If the Crusaders beat Placer, they'll go to the State Small School Bowl in Carson. They are No 1 in the CalHiSports.com NorCal small-school rankings, and might be the only northern team that can compete with Southern California's talent-laden programs.
No one was talking about a bowl game Friday night, they were too busy celebrating.
MC coach Mike Parsons, who arrived six years ago with the goal of beating Central Catholic, didn't flinch when the bucket of water rained down on him moments after the final gun.
"Any semifinal game would be a big game, but a semifinal against Central Catholic? Now that's a big game," said Parsons, all too aware that Central has a record 15 section championships and MC has none.
In the biggest game, naturally, it was the biggest player who stepped forward. Burse, a three-year starter and the most sought-after player in the district, managed to surpass even his lofty expectations.
Central Catholic had just tied the game at 14 on Craig Jones' 25-yard sweep down the right sideline and, considering the Raiders had scored late in the first half, the momentum was swinging back to the Raiders.
It took just two plays for MC to get it back, as Burse spotted Kevin Roya running free at the 50-yard line and hit him in stride. Roya, 10 yards clear of the nearest defender, went the rest of the way to complete the 74-play and give MC a 20-14 lead.
MC missed the extra point, though, and then fell behind moments later when Jack Killian returned the kickoff 74 yards and Dylan Swartz hit fullback Sam Cronkite in the right flat for a 14-yard TD.
Sebastian Hernandez's PAT gave the Raiders their first, and only, lead.
The Crusaders drove 80 and 70 yards on their next two possessions, with Burse firing TD passes of 11 and 26 yards to Roya. The pair also hooked up on a two-point conversion, and the Crusaders were up 34-21 with 9:18 to play.
"We're a run-first team, but people forget Isaiah can throw the ball pretty good," said Roya, who caught four balls for 123 yards and ran for 80 and a fourth TD. "We've got guys on this time who can turn any play into a touchdown. We're explosive."

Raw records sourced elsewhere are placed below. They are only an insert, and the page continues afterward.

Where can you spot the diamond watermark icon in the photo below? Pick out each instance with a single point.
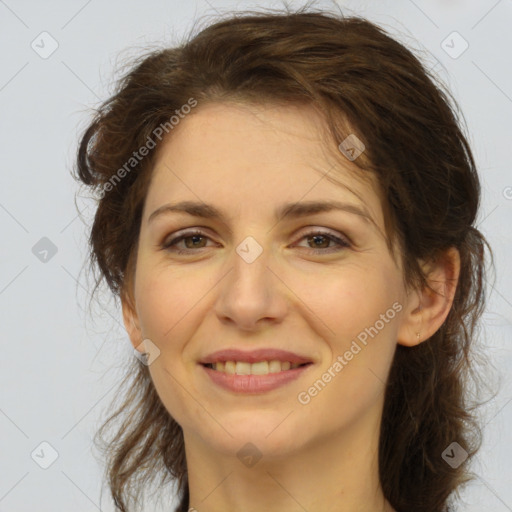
(44, 45)
(146, 352)
(454, 455)
(352, 147)
(249, 249)
(44, 250)
(44, 455)
(249, 455)
(454, 45)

Burse had 10 runs of at least 11 yards, including a 56-yard TD scamper off a fake punt in the second quarter that made it 14-0. He had 21 carries, averaging 12 yards every time he ran, and completed six passes for 158 yards, averaging 26 yards a completion.

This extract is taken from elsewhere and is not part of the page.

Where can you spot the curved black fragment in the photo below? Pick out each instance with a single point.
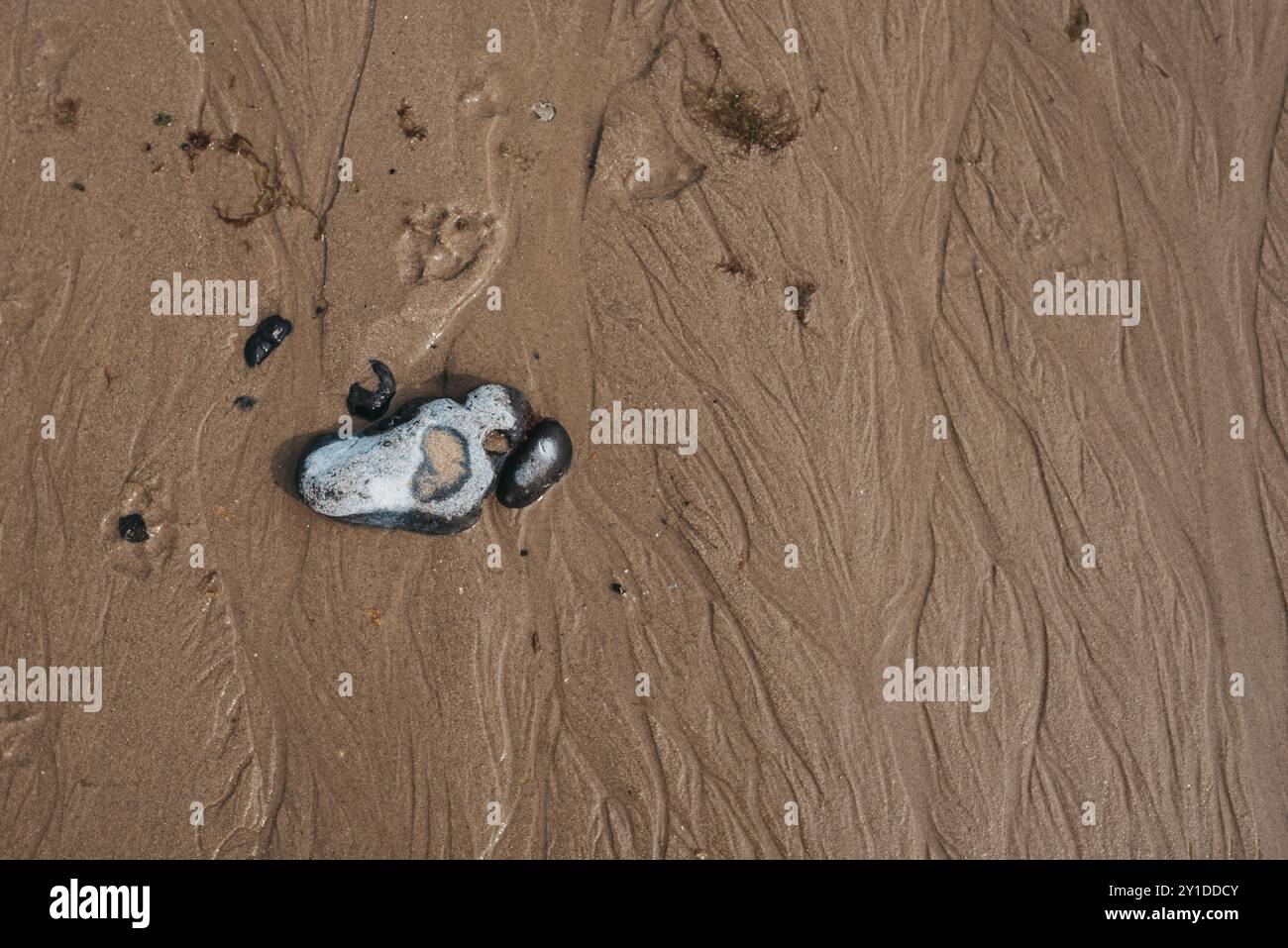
(536, 466)
(133, 528)
(266, 338)
(372, 404)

"We knew it was going to be tough to stop Isaiah," said Central quarterback Dylan Swartz, who passed for a career-high 327 yards and two TDs. "Our defense did a good job in the first half, but it's difficult to stop a guy like Isaiah all night."

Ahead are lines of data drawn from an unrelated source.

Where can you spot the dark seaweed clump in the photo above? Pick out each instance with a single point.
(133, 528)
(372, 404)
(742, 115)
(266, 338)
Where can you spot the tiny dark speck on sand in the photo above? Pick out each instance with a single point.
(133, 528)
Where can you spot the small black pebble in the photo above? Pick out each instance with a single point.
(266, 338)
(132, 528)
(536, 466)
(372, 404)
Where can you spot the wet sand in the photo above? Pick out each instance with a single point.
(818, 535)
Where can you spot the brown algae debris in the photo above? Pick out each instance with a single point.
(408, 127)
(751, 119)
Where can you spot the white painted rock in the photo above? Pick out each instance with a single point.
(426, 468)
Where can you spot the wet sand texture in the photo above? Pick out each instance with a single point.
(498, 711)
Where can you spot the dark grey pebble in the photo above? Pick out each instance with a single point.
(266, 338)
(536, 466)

Especially when the 6-foot, 180-pounder has blockers in front of him.
Burse was particularly effective sweeping to his right, taking the snap in the shotgun and following four blockers -- two linemen and two backs -- toward the right sideline. With his mates eliminating the first line of defenders, he often gained the first five or six yards without being touched.
Once he hit the corner, well ...
"We fell into that play by accident, when we used it against Colfax a few weeks ago," said Parsons, whose club rolled up 544 yards offense against Central. "We saw that Isaiah was getting to the corner before anyone got to him, so we made it part of the offense."
With Central's defense focused on the inside running game, that left the corners lightly defended. That helped the Crusaders rush for 386 yards and allowed them to dominate the final quarter.